Many have mistaken attention deficit disorder (ADD) as a child simply being bad. However, researchers have identified ADD as a neurological disorder with effective treatment plans.
Some children are more at risk of developing ADD than others. Research shows that there can be genetic influences in the development of the condition and that it is also more prevalent in children with low birth weights, brain injuries, and exposure to environmental toxins while in the womb or after birth.
There are many signs and symptoms of ADD.
Children with ADD can struggle to stand or sit still for long periods. Here you may notice that your child cannot cope with waiting rooms or class assemblies. They may fidget, talk at inappropriate times, or become distracted by something else to cope with the discomfort of having to wait quietly.
When a child has ADD, they may find it challenging to keep their emotions in check. Their impulses can feel overwhelming, which is further compounded by how others respond to them. In younger children, this can look like a temper tantrum.
In older children, this can manifest as a form of anxiety.
Tasks are unfinished
When playing with your child, you might notice they begin another game before finishing the first one. The same can happen while reading to your child. They may want to start a new book before finishing the other one.
Lack of focus
Even when a child with ADD is being spoken to directly, their eyes can wander, and focus becomes split between other activities.
Every child makes mistakes. A child with ADD, however, typically makes more mistakes than does an average child, because the child with ADD struggles to follow instructions as closely.

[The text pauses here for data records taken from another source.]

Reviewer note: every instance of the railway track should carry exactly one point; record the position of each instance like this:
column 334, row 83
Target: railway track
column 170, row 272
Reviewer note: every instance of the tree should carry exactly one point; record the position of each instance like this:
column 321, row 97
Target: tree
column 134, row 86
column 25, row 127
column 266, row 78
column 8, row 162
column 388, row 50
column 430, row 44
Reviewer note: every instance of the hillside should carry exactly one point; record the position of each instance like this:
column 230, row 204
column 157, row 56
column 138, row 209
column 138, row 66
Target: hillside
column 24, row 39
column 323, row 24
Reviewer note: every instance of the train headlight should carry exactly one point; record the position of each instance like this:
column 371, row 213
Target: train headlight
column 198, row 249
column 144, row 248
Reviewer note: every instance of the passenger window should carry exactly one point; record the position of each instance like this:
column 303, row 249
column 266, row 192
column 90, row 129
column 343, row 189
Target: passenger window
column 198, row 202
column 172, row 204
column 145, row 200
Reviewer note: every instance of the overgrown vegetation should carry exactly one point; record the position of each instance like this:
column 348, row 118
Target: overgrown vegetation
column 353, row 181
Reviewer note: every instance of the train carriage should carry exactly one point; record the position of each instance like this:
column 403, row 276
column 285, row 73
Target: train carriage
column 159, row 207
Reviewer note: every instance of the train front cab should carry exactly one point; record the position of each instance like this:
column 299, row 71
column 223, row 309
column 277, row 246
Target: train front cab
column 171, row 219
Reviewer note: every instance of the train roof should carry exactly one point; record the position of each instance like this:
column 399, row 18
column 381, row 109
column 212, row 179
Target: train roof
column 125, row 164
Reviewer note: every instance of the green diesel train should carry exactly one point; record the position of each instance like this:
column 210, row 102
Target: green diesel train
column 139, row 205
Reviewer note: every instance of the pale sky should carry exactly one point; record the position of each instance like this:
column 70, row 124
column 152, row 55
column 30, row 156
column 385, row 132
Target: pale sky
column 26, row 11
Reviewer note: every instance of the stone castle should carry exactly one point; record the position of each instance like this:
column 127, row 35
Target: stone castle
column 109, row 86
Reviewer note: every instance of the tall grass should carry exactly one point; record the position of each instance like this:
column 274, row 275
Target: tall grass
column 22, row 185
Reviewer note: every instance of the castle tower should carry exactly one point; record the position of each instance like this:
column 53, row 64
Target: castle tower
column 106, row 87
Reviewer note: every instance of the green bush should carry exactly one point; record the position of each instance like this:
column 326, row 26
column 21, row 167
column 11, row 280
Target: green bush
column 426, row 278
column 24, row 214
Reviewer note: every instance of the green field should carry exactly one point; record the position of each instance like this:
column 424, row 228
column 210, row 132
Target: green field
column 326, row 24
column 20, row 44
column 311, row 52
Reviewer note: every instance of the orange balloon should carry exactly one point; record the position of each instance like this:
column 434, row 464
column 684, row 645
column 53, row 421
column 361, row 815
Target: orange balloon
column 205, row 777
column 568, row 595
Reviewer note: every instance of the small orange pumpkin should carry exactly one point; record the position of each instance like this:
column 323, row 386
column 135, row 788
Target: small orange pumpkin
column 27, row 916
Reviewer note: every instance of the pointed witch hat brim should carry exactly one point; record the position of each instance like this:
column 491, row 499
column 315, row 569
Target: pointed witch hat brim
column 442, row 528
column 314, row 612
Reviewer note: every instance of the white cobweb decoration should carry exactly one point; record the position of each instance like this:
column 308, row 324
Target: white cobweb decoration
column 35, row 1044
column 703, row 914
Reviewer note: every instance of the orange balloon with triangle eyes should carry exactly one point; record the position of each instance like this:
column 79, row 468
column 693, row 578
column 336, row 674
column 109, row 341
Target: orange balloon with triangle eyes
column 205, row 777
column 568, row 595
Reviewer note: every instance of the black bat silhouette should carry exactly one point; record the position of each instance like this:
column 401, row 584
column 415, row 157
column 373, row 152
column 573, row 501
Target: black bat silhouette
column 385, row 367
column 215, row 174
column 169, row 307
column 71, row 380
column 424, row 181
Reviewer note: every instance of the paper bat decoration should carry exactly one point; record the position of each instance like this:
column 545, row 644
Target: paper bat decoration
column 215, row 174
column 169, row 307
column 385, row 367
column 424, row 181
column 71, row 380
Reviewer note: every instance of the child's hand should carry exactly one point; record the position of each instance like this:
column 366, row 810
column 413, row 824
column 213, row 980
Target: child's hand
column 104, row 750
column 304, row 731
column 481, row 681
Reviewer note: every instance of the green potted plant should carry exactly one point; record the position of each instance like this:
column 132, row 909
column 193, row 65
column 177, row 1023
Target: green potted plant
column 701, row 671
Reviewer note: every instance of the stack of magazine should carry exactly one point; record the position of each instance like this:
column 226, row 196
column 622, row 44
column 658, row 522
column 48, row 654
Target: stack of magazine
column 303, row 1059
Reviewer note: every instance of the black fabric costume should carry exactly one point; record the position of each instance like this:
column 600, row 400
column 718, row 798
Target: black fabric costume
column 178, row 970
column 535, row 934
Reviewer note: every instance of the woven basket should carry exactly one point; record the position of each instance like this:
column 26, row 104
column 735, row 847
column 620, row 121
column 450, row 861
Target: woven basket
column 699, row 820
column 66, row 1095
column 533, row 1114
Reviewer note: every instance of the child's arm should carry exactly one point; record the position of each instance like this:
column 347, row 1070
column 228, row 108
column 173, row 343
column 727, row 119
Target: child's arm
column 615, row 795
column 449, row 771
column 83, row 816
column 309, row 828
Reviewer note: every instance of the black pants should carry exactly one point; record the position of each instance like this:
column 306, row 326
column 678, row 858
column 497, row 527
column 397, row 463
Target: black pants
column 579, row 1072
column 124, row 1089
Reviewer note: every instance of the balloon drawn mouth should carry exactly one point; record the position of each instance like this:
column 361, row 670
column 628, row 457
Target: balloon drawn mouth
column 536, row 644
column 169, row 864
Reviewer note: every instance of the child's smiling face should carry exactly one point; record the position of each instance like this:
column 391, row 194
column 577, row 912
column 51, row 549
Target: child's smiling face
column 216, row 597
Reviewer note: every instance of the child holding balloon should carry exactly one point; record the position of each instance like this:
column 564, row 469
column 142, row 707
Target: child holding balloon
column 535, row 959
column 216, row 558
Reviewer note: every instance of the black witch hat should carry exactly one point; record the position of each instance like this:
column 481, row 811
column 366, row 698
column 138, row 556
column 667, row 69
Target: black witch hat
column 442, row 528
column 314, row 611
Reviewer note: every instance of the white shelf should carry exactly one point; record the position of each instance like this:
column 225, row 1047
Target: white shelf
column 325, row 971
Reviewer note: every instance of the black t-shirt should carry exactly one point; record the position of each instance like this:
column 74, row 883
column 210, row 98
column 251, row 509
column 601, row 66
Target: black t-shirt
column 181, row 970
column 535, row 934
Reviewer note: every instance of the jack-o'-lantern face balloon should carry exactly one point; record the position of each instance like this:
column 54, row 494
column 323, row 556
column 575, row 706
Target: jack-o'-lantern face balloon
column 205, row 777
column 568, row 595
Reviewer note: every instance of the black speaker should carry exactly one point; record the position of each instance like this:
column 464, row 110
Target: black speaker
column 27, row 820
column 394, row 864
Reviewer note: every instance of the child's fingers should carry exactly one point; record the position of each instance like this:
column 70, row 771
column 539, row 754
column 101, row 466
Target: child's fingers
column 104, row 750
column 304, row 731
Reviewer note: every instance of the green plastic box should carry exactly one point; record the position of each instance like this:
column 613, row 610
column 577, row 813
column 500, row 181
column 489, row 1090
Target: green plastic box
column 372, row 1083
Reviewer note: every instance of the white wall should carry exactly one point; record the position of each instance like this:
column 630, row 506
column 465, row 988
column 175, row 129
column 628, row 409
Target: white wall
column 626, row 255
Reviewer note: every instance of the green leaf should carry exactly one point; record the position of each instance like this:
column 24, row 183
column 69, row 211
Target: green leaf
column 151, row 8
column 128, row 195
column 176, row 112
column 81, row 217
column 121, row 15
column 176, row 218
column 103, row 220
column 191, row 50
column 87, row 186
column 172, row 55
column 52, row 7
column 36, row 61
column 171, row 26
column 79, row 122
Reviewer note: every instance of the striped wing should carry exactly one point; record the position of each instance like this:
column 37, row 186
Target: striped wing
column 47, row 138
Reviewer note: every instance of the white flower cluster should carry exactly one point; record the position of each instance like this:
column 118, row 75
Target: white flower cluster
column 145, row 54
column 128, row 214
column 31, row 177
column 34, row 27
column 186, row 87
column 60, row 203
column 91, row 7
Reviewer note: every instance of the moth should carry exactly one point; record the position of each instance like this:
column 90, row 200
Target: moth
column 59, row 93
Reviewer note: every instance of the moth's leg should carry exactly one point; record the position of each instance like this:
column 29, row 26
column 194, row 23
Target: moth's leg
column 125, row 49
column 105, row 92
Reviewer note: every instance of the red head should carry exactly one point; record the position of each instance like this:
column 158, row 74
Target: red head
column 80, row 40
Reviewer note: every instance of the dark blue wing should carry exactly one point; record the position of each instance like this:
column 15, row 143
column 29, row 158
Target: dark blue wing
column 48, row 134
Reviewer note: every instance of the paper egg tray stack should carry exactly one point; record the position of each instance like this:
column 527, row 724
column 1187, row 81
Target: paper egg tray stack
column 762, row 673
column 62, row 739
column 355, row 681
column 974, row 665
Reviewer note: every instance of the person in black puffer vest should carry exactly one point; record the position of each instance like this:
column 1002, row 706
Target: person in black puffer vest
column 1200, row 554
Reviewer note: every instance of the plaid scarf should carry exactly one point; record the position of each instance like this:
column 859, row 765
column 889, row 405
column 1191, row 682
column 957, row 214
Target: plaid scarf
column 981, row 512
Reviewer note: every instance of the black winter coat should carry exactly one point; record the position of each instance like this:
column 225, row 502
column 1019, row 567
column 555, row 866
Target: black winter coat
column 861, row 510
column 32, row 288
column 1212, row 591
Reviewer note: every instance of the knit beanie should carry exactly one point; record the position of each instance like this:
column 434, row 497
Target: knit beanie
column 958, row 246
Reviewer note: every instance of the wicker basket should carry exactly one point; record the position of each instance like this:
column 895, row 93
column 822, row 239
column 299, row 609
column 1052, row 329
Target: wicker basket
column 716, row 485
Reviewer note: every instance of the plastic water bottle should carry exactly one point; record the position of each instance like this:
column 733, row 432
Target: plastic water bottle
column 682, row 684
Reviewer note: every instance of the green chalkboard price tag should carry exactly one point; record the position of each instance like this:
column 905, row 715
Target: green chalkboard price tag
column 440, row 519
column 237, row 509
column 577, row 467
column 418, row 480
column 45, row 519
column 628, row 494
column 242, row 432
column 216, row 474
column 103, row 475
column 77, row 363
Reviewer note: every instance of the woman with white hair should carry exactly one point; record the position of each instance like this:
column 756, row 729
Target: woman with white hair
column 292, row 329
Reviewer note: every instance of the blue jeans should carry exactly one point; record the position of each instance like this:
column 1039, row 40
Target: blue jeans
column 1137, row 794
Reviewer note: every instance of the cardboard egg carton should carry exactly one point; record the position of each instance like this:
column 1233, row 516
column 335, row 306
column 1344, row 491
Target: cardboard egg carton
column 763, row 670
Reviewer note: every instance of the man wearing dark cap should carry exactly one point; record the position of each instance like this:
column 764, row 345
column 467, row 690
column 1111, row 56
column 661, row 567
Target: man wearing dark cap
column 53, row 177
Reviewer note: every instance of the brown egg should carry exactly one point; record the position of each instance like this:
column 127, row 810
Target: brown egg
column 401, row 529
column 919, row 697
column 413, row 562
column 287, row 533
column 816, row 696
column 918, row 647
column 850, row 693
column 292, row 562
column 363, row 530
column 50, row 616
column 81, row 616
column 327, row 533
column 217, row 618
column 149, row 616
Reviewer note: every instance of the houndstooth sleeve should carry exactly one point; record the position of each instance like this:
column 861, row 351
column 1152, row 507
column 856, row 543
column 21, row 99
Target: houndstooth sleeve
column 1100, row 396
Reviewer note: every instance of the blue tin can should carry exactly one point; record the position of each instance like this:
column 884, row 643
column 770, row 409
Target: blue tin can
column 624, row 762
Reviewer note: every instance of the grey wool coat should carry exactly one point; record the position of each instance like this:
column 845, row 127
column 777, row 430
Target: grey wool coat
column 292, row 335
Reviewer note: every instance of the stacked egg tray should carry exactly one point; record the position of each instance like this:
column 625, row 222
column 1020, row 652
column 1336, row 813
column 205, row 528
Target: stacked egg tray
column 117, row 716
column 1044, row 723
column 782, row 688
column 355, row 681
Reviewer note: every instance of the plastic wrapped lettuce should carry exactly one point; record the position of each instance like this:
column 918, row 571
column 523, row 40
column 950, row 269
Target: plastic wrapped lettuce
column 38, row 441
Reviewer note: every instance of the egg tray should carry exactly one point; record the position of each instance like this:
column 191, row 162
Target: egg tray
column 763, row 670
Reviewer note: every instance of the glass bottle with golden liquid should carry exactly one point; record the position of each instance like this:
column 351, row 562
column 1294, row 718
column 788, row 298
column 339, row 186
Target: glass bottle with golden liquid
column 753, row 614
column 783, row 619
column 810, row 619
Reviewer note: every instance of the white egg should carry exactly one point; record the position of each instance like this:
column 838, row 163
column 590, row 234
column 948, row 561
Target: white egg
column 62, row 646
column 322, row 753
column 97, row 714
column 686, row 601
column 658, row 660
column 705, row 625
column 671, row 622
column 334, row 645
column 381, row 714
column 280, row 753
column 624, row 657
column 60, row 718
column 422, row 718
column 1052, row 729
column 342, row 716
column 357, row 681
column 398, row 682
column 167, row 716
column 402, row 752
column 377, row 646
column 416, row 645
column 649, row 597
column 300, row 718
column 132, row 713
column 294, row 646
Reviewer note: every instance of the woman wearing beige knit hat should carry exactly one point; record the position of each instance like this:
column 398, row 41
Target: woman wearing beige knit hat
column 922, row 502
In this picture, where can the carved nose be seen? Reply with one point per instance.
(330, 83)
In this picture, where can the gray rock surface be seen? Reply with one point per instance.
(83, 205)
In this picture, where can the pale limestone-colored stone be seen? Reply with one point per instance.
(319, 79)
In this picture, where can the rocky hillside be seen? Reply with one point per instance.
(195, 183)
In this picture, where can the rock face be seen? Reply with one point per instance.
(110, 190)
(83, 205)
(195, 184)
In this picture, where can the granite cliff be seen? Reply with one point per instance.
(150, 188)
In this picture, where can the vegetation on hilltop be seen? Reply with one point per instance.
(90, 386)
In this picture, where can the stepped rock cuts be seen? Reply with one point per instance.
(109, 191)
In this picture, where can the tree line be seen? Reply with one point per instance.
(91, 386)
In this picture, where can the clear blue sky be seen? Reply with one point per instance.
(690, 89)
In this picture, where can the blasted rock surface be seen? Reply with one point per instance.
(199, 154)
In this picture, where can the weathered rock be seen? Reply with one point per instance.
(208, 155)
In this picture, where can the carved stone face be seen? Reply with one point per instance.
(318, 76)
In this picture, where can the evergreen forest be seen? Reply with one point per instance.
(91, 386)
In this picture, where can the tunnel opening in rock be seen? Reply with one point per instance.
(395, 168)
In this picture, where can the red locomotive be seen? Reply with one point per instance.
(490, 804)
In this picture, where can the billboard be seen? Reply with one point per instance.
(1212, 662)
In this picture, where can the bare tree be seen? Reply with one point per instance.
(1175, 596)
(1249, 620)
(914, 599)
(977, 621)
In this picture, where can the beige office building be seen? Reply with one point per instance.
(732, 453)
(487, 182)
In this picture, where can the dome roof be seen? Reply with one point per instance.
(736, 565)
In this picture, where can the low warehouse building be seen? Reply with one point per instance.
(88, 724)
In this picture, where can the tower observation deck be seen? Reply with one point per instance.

This stems in part from their inability to focus well.
Any attention is good attention
Children with ADD need attention. They can, for example, find it difficult if a teacher is focusing on the whole class rather than them alone. In a sense, any attention is good attention to a child with ADD, and so the behavior can range from excited and energetic to disruptive and destructive.
Interrupting alone is not a sign of ADD, but when combined with some of the symptoms listed above, it is certainly relevant. As mentioned, a child with ADD finds it challenging to wait for long periods and focus on conversations. Therefore, interrupting someone when they are talking is a common consequence.
Trouble in the evenings and at night
Your child might also find it difficult for staying asleep. ADD can cause feelings of hyperactivity, making sleep a less appealing option at the end of the day. Your child might also wake frequently or very early in the morning.
Difficulty sharing and taking turns
Fundamental sharing and turn-taking skills are taught to children from a young age. Children with ADD, however, can take longer to learn these skills or may never develop them at all. If teachers say your child is referred to as selfish or unable to share, then it could be a symptom of ADD.
Perhaps you often hear your child tell you they are bored. Here your child is less able than others to play for long periods and makes his or her way through many different games in a short space of time. Consider becoming highly creative in organizing tasks and activities to help your child improve in this area.
Anxiety and avoidance
Lastly, children with ADD can struggle so much with their symptoms that they become socially anxious and avoid everyday activities. They are more likely to avoid complicated activities like board games that require focus and long waiting times. If your child exhibits anxiety, then take them to healthcare professionals to have this assessed.
The earlier it is diagnosed, the abler your child will be to cope with these symptoms. Failure to address the issue can result in your child struggling more than others and life-long effects including their relationships, careers, and the ability to interact socially.
Although research is ongoing, there is no magic cure for ADD. There is, however, a combination of medications and behavioral therapies that can make a profound difference in both the short and long term. A child with well-managed ADD will have a better chance of focusing in school, making and keeping friends, and maintaining good relationships and careers throughout their lives.